“Go forth to fail”… hardly an inspiring motto or encouraging word of wisdom to offer anyone beginning a new job, moving to a new town, exploring a new relationship, or just heading out the door into a new day. We have been conditioned from our earliest childhood experiences to avoid failure at all costs. Nobody wants to be the one who lets the opposing team score the winning point. Nobody wants to be at the bottom of the class, or the end of the line. We don’t want to be singled out as the example of “what not to wear/say/do/be”. So it is natural, that we should develop this aversion to failure – even to the point of being afraid to make a mistake.
I have a calligraphy print in my office which usually goes unnoticed, but which lately I’ve taken down and studied. In the middle of the print are these words – It is only those who never do anything who never make mistakes. And then all around that statement, in smaller print, are other words of wisdom like these:
- “Nothing is so exhausting as indecision, and nothing is so futile” – Bertrand Russell
- “While one person hesitates because s/he feels inferior, the other is busy making mistakes and becoming superior” – H.C. Link
- “Mama always said that I would profit from all of my mistakes. I should be a multi-millionaire by now!” – Robert M. Pruitt
It is true that no matter how you define success, getting there requires a mental shift that isn’t always easy. It is a shift that flies in the face of our usual conventions, and our everyday perceptions about the world. It is a shift that allows us to “go forth to fail.” This does not mean that we actually court failure, or that we set out to make mistakes willy-nilly. It does mean that we view our mistakes from a different vantage point. It is recognizing them as nothing more than steps along the journey of life, and seeing failure not as the end of the road, but as a wayside stop which gives us a chance to reflect, refocus and redirect our energies.
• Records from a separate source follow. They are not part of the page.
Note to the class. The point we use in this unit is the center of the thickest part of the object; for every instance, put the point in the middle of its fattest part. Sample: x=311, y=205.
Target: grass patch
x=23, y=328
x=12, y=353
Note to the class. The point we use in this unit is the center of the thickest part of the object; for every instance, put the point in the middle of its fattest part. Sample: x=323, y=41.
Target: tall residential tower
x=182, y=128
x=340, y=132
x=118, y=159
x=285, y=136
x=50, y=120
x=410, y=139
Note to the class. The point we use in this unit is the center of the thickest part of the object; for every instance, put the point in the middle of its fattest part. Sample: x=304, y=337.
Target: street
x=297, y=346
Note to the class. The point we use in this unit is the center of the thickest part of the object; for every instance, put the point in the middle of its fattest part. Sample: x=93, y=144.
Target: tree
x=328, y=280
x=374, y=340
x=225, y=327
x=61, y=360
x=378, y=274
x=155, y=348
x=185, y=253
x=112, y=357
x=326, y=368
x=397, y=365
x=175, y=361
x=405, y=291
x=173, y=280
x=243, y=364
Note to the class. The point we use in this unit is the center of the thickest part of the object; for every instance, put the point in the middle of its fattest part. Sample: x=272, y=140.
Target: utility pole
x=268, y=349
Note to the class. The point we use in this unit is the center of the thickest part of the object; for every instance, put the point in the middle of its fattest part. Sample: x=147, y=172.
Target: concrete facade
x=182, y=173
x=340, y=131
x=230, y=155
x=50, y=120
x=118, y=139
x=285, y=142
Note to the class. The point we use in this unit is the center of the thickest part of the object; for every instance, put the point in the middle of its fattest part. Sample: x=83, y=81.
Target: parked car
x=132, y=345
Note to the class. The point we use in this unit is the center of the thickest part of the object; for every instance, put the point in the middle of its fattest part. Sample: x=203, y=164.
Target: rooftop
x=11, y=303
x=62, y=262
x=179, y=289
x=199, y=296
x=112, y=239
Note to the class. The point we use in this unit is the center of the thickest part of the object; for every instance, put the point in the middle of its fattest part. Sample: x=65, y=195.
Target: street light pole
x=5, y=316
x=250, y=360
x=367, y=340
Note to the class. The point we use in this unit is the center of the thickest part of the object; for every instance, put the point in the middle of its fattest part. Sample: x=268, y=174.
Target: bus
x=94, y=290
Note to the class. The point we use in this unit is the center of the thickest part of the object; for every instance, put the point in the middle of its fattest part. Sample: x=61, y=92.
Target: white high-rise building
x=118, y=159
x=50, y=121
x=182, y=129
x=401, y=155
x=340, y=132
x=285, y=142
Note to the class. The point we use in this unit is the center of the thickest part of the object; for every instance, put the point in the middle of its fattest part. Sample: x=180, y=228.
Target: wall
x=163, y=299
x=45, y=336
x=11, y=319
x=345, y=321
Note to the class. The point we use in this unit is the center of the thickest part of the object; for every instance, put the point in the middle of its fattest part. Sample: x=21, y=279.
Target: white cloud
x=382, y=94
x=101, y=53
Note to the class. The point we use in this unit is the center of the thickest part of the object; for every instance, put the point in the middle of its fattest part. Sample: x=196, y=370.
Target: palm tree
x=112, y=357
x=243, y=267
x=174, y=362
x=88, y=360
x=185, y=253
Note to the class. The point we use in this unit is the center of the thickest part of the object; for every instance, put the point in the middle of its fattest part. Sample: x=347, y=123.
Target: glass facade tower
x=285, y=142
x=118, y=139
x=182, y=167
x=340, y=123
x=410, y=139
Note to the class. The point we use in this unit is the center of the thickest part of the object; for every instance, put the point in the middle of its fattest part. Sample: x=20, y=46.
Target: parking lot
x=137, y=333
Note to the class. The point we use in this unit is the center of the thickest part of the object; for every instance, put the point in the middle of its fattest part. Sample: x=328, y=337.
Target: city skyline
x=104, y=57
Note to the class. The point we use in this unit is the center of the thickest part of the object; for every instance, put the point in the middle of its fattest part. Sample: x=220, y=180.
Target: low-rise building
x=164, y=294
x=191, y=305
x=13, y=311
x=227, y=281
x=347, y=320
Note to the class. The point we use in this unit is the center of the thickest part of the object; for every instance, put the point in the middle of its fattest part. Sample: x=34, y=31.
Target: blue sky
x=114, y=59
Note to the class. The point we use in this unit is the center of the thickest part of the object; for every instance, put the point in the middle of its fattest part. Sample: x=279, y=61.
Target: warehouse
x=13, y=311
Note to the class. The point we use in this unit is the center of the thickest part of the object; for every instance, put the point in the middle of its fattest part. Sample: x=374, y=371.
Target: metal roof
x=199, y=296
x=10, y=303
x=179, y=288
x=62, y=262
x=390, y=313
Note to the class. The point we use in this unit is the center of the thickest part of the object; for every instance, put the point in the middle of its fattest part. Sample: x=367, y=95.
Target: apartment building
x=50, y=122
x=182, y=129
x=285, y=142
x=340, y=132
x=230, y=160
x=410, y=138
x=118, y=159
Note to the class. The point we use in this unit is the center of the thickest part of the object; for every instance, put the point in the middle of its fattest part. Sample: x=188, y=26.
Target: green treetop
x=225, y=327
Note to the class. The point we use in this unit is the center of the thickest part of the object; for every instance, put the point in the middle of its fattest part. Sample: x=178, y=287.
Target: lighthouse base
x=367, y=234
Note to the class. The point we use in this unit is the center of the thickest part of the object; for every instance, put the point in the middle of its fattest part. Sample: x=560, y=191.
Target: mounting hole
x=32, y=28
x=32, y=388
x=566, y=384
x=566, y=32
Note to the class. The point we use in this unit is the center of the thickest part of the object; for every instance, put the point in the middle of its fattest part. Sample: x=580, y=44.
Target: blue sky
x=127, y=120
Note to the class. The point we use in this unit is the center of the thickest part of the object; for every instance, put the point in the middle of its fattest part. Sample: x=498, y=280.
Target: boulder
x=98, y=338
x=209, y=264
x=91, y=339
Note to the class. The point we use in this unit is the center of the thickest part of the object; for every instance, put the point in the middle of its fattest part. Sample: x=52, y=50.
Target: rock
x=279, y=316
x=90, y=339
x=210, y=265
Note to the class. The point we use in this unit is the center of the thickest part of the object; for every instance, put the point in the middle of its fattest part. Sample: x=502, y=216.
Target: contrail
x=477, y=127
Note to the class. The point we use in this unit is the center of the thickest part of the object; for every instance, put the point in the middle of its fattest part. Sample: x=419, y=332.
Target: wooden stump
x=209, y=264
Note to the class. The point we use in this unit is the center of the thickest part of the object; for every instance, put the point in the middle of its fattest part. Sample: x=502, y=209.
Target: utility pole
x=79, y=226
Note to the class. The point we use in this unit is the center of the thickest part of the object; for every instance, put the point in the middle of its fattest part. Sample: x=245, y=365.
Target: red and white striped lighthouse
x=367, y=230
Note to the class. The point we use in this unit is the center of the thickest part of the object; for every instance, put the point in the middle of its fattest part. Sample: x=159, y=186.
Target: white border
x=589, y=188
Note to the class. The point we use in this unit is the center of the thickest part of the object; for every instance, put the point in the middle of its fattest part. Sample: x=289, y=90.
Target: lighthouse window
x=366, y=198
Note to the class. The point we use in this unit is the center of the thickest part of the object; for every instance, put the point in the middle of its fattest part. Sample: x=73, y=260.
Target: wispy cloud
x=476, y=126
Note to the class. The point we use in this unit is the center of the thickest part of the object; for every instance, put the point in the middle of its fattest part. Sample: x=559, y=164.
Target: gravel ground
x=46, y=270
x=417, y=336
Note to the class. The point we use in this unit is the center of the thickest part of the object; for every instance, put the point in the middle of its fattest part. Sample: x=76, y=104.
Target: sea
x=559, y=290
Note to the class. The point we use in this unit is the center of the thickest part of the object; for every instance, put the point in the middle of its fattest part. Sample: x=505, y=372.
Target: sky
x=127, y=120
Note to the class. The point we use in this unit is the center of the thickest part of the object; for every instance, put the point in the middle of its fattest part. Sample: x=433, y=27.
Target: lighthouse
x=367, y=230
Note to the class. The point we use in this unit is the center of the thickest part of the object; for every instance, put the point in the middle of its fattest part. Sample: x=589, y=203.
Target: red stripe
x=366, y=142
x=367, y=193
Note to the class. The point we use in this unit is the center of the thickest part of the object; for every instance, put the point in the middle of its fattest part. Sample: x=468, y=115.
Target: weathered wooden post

Mistakes are inevitable. And failure is a given in human life. So the question is not so much “how can I avoid it?” as “how can I respond to it?” As the apostle Paul puts it in 2 Corinthians, God is the first to suggest we lose our fear of failure, saying “My grace is enough; it’s all you need. My strength comes into its own in your weakness.” (Paraphrased by Eugene Peterson) Even the weakness we feel when we from time to time, go forth to fail!